As we transition into the cooler weather of autumn, it is a great time to incorporate more cruciferous vegetables in the diet. These vegetables are a diverse group, including many different colors, sizes and shapes. Arugula, bok choy, broccoli, Brussels sprouts, cabbage, cauliflower, collards, kale, rutabaga, turnips and watercress are some of the vegetables in this group.
Generally, cruciferous vegetables are rich in vitamins and minerals. Most contain folate and vitamin K. Dark green ones also are an excellent source of vitamins A and C. They are low in calories, rich in fiber and can help fill you up while packing in lots of great nutrition. Cruciferous vegetables also are rich in phytonutrients. These are plant-based compounds that may help to lower inflammation and reduce the risk of developing cancer.
Many cruciferous vegetables have a pungent cooking aroma. Proper handling enhances the flavor and minimizes the strong aroma. Look for freshness when shopping for these vegetables, and eat them soon after purchasing. Cook quickly and just until tender crisp if serving as a cooked vegetable. Most can be boiled, steamed, stir-fried or sautéed and some are good in soups. Do not overcook. Enjoy leftovers the next day. Many are also delicious served raw.
Here are some ideas to enjoy more cruciferous vegetables:
Arugula is a peppery tasting salad green that adds zip to any green salad. It also adds flavor to sandwiches or pasta dishes. Select small bunches with bright green fresh looking leaves.
Bok choy has a mild and slightly sweet flavor that blends well with other foods. Look for firm stalks with crisp dark green leaves. It makes a nice addition to salad, but also is delicious in a stir-fry or a cooked side dish.

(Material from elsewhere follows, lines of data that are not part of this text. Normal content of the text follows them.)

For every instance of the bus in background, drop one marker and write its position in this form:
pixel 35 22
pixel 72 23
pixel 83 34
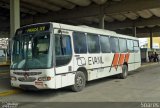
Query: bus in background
pixel 54 55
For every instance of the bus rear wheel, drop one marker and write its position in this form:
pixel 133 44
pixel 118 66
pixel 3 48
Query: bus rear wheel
pixel 80 82
pixel 124 73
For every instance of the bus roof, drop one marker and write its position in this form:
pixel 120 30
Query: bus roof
pixel 86 29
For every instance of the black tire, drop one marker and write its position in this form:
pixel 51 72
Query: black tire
pixel 80 82
pixel 124 73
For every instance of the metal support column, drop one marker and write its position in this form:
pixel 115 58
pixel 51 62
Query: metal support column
pixel 14 19
pixel 151 41
pixel 134 31
pixel 14 16
pixel 101 17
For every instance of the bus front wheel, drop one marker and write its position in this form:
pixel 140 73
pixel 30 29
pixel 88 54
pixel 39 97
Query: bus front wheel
pixel 80 82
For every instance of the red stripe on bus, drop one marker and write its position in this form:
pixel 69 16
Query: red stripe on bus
pixel 115 60
pixel 127 57
pixel 121 59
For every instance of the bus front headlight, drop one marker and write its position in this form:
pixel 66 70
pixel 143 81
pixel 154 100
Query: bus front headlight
pixel 44 78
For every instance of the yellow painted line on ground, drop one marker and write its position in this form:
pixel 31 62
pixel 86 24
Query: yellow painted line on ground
pixel 3 73
pixel 149 64
pixel 9 92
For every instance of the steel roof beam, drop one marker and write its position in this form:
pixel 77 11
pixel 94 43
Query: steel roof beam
pixel 130 23
pixel 109 9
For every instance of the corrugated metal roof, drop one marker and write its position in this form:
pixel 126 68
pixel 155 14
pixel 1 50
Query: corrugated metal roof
pixel 36 7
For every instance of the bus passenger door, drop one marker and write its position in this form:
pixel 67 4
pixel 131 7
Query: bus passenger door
pixel 137 58
pixel 64 62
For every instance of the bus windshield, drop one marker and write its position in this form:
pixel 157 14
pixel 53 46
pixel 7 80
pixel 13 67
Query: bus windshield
pixel 31 51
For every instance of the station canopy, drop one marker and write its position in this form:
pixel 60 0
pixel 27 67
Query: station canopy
pixel 119 15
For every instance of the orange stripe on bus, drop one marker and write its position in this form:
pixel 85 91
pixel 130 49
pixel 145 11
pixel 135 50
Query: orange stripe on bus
pixel 121 60
pixel 115 60
pixel 127 57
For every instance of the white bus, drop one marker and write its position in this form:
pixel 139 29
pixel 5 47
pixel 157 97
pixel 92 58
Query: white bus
pixel 53 55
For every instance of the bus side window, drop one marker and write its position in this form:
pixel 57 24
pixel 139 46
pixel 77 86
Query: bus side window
pixel 93 43
pixel 122 45
pixel 136 46
pixel 80 45
pixel 63 52
pixel 105 45
pixel 114 44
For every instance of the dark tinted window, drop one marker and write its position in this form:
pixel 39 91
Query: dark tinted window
pixel 122 45
pixel 136 46
pixel 114 44
pixel 93 43
pixel 63 50
pixel 105 45
pixel 80 45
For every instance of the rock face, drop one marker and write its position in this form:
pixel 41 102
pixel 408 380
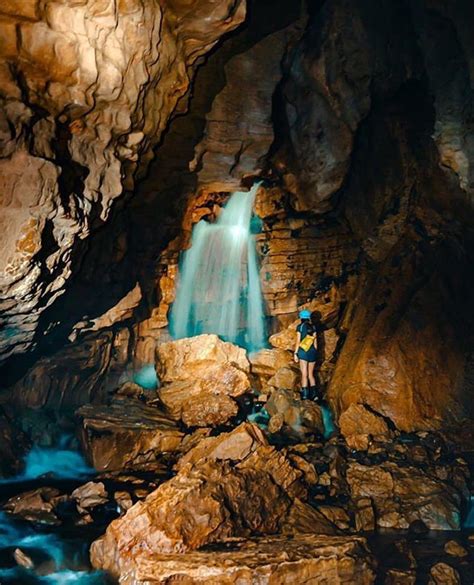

Look for compact clusters of tightly-closed florets with deep green or even purplish color when selecting broccoli. Avoid heads that have yellowed. Serve raw in salads or cooked in stir-fry dishes or just lightly steamed with a squeeze of fresh lemon juice.
Small Brussels sprouts are more tender than large ones. They should be firm with bright green color and heavy for their size. These caramelize nicely when roasted with a little olive oil, garlic, salt and pepper.
Choose a tight, firm head of cabbage that is heavy for the size. Outer leaves should be free of bruising and blemishes and have good color. Serve cooked or raw in a variety of slaws and salads.
Heads of cauliflower should be firm, white or cream colored and free of brown spots and bruises. The leaves should be crisp and bright green in color.
Collards are a hardy cruciferous vegetable with a mild flavor. They blend well with other greens.
Select kale and mustard greens with fresh dark green leave that are free of blemishes. They can be served raw in salads or cooked and served hot.
Rutabagas and turnips are best when small to medium and heavy for their size.
Watercress has a sharp and peppery flavor. Enjoy raw in salads and as a green on sandwiches.